Since 1982 the global economy had experienced growth, in large part on the back of the neoliberal measures introduced by Reagan, Thatcher and others which benefitted the corporations at the expense of the workers. But this period of growth was punctuated by periodic crises which should have acted as warnings of what lay ahead.
In the 1990s the Asian Tiger economies – South Korea, Hong Kong, Singapore and Taiwan – were being hailed as miracle economies. Helped by their respective states they had targeted specific sectors of the global economy and succeeded in breaking in. The huge industrial conglomerates, known as chaebols, had invested massively to capture market share. But by 1997 Goldman Sachs estimated that while their output was worth hundreds of billions of dollars, they had $65m in profits.
In 1997 the Asian Tigers crashed and the US ruthlessly used the International Monetary Fund to bail them out at the cost of austerity programmes. They recovered, but never to the giddy heights of the 1990s.
In 2000 the US was hit by the dot.com crisis when the success of eBay, Amazon and AOL led to investors rushing to place their money because massive profits lay in wait. In March 2000 World.com filed for bankruptcy and it soon became clear other companies were in trouble. Investors took fright and sold up for whatever they could get. The US experienced a short, sharp recession.

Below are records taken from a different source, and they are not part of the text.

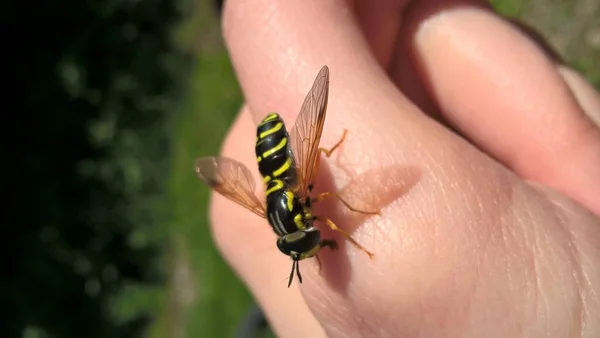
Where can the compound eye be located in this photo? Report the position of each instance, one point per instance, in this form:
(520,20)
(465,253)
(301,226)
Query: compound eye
(283,246)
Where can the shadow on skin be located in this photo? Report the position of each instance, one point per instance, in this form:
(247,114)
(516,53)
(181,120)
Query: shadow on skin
(369,191)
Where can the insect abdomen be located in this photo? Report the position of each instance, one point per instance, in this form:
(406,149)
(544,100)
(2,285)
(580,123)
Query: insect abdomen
(272,150)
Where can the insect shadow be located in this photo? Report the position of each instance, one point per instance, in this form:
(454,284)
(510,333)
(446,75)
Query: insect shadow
(369,191)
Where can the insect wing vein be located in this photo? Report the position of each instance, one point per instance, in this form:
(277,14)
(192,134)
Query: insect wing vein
(231,179)
(306,133)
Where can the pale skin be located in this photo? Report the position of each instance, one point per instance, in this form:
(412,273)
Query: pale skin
(498,236)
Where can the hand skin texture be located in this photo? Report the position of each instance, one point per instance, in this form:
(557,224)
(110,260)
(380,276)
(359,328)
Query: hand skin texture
(480,150)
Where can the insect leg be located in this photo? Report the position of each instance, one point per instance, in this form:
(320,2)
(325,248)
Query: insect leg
(327,153)
(348,237)
(326,195)
(326,243)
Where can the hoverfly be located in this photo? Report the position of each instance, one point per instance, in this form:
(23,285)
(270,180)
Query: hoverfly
(288,164)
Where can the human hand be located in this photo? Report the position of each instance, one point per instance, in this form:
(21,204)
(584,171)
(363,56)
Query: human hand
(465,245)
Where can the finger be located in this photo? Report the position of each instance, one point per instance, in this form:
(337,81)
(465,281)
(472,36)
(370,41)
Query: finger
(587,96)
(248,244)
(276,68)
(431,229)
(505,95)
(380,22)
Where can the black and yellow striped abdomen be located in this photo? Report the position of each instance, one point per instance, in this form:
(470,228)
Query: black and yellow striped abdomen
(273,154)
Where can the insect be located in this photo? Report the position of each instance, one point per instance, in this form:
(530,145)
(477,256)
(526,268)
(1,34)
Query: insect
(288,163)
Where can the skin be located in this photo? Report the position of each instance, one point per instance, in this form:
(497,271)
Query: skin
(481,152)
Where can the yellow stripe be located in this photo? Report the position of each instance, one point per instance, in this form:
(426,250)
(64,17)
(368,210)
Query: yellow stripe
(290,203)
(278,186)
(269,117)
(284,167)
(298,221)
(271,131)
(275,148)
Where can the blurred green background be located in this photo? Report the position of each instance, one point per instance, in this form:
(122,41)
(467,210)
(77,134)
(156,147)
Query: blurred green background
(109,234)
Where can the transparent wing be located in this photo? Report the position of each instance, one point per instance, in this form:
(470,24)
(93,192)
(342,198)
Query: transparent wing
(231,179)
(306,133)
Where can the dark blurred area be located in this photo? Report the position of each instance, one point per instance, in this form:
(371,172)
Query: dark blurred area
(89,88)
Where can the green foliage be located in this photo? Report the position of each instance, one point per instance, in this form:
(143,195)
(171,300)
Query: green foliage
(94,82)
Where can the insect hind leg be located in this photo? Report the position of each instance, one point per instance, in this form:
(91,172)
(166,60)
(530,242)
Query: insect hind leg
(347,235)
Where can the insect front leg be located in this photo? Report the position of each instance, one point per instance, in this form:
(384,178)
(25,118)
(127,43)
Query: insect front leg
(326,243)
(348,237)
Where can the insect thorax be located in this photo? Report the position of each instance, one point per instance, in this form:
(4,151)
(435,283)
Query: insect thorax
(285,211)
(273,151)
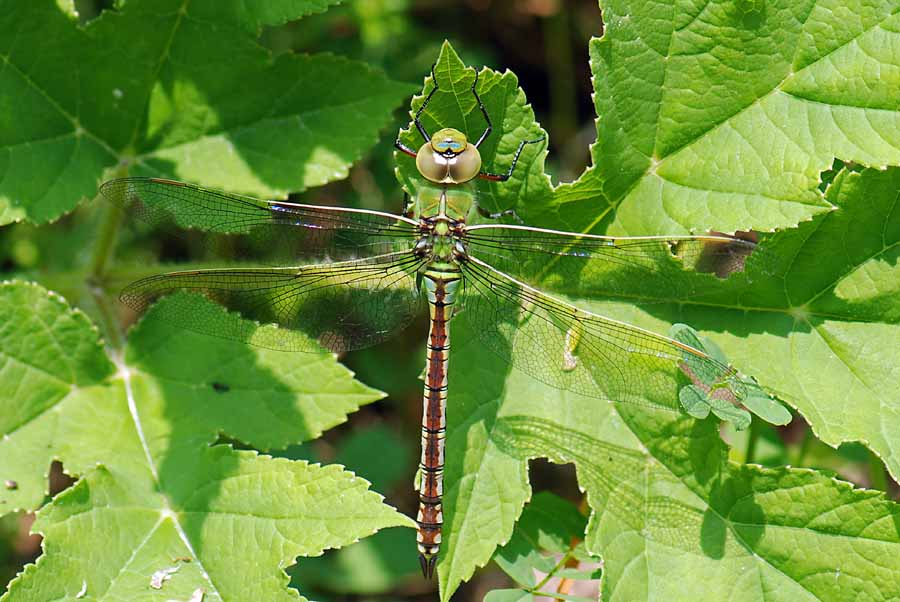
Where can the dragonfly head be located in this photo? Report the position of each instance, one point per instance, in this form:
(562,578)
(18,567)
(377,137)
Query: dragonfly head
(448,158)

Such bubbles are a constant feature of capitalism. But overproduction and overaccumulation are a constantly reoccurring feature of the system.
Last week a British venture capitalist wrote a piece in City AM on fin-tech, warning that investment there had reached “saturation point.” His solution was for the industry to shift from financial services to pensions and insurance. In large part that is because the banking industry has been fighting back against the challenge posed by these upstarts and had more money to deploy in investing in the new digital economy, but it’s also because investors, largely venture capitalists, are cooling in their ardour for fin-tech because the returns aren’t meeting their expectations.
The problem facing fin.tech firms trying to seize a section of the pensions or insurance sectors is that they will come up against the big corporations there too.
Fin-tech sounds like another bubble waiting to go pop. Meanwhile spare a thought for those seafarers stranded off Singapore or Long Beach. As always it’s the people that do the work who create the profits. They are also the ones who pay the price for this crazy system that will waste billions by building too many container vessels because a handful of corporations will beat their rivals into the grave in order that they can survive.